Quarenta e sete anos após aparecerem pela primeira vez na pinacoteca do Museu de Arte de São Paulo (MASP), os emblemáticos cavaletes de vidro projetados por Lina Bo Bardi como expositores para algumas das pinturas mais valiosas produzidas do medievo ao moderno retornam em uma exposição no segundo pavimento do museu que abre suas portas na próxima quinta-feira, 11 de dezembro.
Tirados de cena em 1996, os suportes de concreto, madeira e vidro tiveram seu projeto revisado pelo escritório METRO Arquitetos, que assumiu em dezembro passado a área de expografia do MASP. Tendo realizado este ano algumas exibições no museu - como a Arte do Brasil até 1900 - o escritório conclui o ano de 2015 trazendo de volta os cavaletes e uma expografia bastante semelhante à original concebida por Lina, que, quase cinco décadas depois, continua a impressionar por seu modo inovador de exibir obras de arte em um espaço museológico.
Tivemos a oportunidade de visitar a montagem da exposição e conversar com o arquiteto Martin Corullon sobre a volta dos cavaletes e o processo de recuperação do espaço pensado por Lina para o museu. Leia, a seguir, a entrevista completa:
O atual diretor artístico do MASP, Adriano Pedrosa, ao assumir o posto no final de 2014 disse que queria olhar para o passado a fim de redefinir o futuro do Museu.
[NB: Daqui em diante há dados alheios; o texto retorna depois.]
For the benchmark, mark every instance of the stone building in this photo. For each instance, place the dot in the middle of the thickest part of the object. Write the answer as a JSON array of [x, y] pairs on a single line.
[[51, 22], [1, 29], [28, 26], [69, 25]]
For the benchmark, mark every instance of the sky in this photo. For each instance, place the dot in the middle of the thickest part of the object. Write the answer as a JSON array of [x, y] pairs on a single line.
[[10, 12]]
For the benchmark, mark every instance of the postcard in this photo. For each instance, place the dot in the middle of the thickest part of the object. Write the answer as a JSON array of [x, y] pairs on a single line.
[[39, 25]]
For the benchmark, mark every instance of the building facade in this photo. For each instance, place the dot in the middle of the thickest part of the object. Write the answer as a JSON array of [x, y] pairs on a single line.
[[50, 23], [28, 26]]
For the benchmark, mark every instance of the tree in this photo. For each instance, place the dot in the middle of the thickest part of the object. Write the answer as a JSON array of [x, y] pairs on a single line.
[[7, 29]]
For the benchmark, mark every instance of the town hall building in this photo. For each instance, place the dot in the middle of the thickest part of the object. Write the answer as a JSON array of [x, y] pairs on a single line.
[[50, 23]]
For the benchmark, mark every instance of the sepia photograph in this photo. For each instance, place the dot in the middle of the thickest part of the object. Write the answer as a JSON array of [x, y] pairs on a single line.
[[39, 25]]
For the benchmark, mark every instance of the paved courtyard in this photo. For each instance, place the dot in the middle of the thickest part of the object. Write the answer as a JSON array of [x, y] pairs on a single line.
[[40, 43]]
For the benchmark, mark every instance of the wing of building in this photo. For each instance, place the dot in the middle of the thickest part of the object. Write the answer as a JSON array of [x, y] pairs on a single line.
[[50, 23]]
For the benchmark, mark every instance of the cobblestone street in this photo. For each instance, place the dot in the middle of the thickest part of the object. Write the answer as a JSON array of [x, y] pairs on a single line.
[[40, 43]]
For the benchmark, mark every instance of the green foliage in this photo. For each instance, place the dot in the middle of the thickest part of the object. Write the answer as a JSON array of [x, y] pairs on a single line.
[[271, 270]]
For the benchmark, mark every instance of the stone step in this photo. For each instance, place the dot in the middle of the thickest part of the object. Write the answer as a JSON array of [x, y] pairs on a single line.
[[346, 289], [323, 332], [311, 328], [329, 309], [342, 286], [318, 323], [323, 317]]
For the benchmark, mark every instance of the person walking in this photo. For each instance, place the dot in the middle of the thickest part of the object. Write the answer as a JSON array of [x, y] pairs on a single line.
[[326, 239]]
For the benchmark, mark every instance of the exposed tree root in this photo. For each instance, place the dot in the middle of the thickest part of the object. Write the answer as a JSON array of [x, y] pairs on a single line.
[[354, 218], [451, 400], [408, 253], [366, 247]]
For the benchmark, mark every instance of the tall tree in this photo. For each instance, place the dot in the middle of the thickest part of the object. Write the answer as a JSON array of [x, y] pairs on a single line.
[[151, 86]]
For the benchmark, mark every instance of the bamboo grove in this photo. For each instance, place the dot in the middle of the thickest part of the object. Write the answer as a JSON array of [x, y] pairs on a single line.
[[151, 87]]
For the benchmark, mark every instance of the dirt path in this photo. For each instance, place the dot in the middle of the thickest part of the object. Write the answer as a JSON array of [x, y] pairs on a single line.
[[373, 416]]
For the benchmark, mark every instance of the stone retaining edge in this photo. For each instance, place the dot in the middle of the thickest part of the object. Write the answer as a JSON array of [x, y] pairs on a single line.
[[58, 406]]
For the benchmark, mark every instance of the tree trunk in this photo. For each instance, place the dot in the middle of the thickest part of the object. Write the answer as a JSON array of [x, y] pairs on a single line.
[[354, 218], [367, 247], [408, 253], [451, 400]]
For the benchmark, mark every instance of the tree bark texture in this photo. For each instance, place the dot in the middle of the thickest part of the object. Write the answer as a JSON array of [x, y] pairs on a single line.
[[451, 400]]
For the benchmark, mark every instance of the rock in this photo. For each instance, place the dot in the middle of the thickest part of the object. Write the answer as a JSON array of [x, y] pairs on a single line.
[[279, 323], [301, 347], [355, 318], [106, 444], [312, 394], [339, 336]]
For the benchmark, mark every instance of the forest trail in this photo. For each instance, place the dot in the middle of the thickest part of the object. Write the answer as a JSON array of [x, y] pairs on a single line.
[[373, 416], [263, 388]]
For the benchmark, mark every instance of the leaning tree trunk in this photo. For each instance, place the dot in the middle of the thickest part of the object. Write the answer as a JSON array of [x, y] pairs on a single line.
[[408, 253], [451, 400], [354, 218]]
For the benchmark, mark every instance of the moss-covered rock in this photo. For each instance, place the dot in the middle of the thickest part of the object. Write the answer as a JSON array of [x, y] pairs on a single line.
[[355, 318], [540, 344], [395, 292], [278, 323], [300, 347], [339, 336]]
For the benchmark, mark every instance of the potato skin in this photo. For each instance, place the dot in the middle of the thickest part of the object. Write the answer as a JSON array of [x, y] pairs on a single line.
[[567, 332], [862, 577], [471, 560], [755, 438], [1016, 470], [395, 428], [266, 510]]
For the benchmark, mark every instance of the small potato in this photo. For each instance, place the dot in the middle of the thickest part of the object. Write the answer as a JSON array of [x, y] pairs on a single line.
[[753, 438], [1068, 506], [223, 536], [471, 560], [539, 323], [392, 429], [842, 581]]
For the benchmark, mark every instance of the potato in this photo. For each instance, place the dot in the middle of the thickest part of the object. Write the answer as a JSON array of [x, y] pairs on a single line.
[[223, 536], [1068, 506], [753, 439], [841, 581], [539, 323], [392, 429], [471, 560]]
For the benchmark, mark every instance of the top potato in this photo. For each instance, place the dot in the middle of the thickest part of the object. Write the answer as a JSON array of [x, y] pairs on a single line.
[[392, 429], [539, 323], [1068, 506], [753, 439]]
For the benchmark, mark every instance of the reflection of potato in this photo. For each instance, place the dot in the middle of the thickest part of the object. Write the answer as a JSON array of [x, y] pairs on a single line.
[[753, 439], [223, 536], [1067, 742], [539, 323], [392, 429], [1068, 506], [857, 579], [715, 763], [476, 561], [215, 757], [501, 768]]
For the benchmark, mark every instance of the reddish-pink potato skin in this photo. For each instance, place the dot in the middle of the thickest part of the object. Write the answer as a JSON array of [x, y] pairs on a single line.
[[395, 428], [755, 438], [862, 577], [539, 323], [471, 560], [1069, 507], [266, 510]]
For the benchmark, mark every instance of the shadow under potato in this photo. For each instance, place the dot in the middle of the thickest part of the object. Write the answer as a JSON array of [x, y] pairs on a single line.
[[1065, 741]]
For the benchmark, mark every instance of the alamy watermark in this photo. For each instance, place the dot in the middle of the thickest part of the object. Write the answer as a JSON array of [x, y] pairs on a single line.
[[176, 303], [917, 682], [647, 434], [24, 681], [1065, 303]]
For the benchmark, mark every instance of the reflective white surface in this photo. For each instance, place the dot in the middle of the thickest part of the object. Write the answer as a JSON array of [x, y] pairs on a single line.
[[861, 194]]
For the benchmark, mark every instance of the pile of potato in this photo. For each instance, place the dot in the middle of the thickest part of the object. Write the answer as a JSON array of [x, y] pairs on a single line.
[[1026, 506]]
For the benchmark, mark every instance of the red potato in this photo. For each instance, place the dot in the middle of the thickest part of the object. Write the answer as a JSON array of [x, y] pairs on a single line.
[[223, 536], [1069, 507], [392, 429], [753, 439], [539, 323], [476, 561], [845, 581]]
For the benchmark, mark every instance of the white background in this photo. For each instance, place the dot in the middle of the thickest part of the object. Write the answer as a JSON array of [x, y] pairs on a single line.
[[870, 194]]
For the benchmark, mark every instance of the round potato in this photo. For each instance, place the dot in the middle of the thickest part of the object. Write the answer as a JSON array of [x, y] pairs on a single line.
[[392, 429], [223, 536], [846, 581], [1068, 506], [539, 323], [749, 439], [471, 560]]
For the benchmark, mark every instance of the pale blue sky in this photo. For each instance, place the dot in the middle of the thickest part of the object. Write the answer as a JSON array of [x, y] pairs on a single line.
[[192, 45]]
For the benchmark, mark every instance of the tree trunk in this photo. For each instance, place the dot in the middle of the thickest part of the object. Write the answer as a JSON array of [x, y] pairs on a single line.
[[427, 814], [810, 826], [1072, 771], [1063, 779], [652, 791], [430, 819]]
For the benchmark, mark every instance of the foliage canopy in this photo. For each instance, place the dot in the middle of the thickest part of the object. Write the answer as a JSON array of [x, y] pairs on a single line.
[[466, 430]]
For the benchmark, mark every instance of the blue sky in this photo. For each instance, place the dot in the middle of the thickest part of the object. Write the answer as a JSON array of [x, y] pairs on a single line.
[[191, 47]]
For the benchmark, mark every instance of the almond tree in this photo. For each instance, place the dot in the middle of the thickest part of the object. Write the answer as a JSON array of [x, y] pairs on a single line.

Devolver os cavaletes de vidro de Lina Bo Bardi à galeria de pinturas parece ser o grande cume deste plano. Como vocês avaliaram esta proposta?
Todo o plano de recuperação institucional do museu, inclui recuperar o edifício e as formas de expor, é um primeiro passo inevitável e bem-vindo. Quase uma dívida do MASP com a sua história. Particularmente, acho os cavaletes incríveis. É uma forma muito radical e inovadora de expor pintura que recentemente foi recuperada por muita gente que estuda o assunto. Sem dúvida, este é um patrimônio do museu que deveria voltar, especialmente se considerarmos o modo convencional e conservador, e a má qualidade das últimas montagens.
O museu tem a tradição, desde sua origem de ser inovador, de propor movimentos e se manter vivo. Após esta retomada, o MASP volta à estaca inicial e é importante pensar o que será feito daqui para frente para não se tornar um museu do museu.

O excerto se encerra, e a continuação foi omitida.